The Yankees were a better team than the playoff seeding gave them credit for. Placing them in the wild-card game with the ramshackle Twins belied the fact that despite finishing two games behind the Red Sox, New York’s run differential was 81 runs better. It didn’t account for the bullpen’s ability to strangle the life out of a game—21 years after the Yankees won a title thanks in part to Mariano Rivera and John Wetteland’s ability to shorten playoff games to six innings, David Robertson and Aroldis Chapman took the baton from CC Sabathia after just 4.1.
Over five games, the difference between a 91-win team and a 102-win team just isn’t that big. It’s not shocking that the Yankees would take three of five—or even three in a row—from Cleveland. But after the way this series started, it’s hard to fathom.

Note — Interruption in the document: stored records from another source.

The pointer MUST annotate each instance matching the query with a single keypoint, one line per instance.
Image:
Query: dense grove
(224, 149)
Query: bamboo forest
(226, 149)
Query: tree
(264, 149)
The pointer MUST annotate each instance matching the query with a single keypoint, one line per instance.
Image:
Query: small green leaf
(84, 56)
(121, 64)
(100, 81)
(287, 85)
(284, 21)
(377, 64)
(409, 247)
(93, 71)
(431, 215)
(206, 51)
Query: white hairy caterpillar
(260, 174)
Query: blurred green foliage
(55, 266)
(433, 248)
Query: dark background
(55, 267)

After Friday’s games, it looked like both ALDS favorites would win in a sweep. Even Cleveland’s Game 3 loss was encouraging—Carlos Carrasco was lights-out, and it took a stupendous performance from Masahiro Tanaka and a left-on-left home run against Andrew Miller for the Evil Empire to just stay alive until Monday. But then Trevor Bauer, after looking like 2010 Tim Lincecum in Game 1, got smoked in Game 4, and Corey Kluber, who looked better than he did in Game 2, still allowed two homers in as many at-bats to Didi Gregorius in Game 5, and that was it.
The Yankees needed standout performances in this series and got them—from Gregorius, Robertson, Tanaka, and Brett Gardner, who plated two insurance runs in the top of the ninth and pushed the score to its final 5-2 margin by working a 12-pitch at-bat off a rapidly tiring Cody Allen. They were good enough to win despite Aaron Judge going 1-for-20 with 16 strikeouts in the series.
But there’s still a measure of shock that’s appropriate when a team that won 102 regular-season games, then won two more to start the playoffs, can’t take that last step over the finish line.
Figuring out how is easy. Francisco Lindor hit .111/.273/.278. José Ramírez hit .100/.182/.100. Kluber, perhaps the most important player of last year’s postseason run, gave up nine earned runs in 6.1 innings over two starts—two of his three worst of the season. Cleveland’s best three players gave them nothing, and even on a team this good, that turned out to be too much slack for the rest of the club to pick up. Where last year Terry Francona mixed and matched and platooned to perfection, this year there was no clutch Brandon Guyer HBP, no Rajai Davis home run. There was Giovanny Urshela, who’s the kind of hitter who implores you to talk about his defense, not only sucking up one of Cleveland’s last six outs but looking like Brooks Conrad in the field.
But why it happened … that’s a different question, one the Indians now have three more weeks to ponder than they would have liked.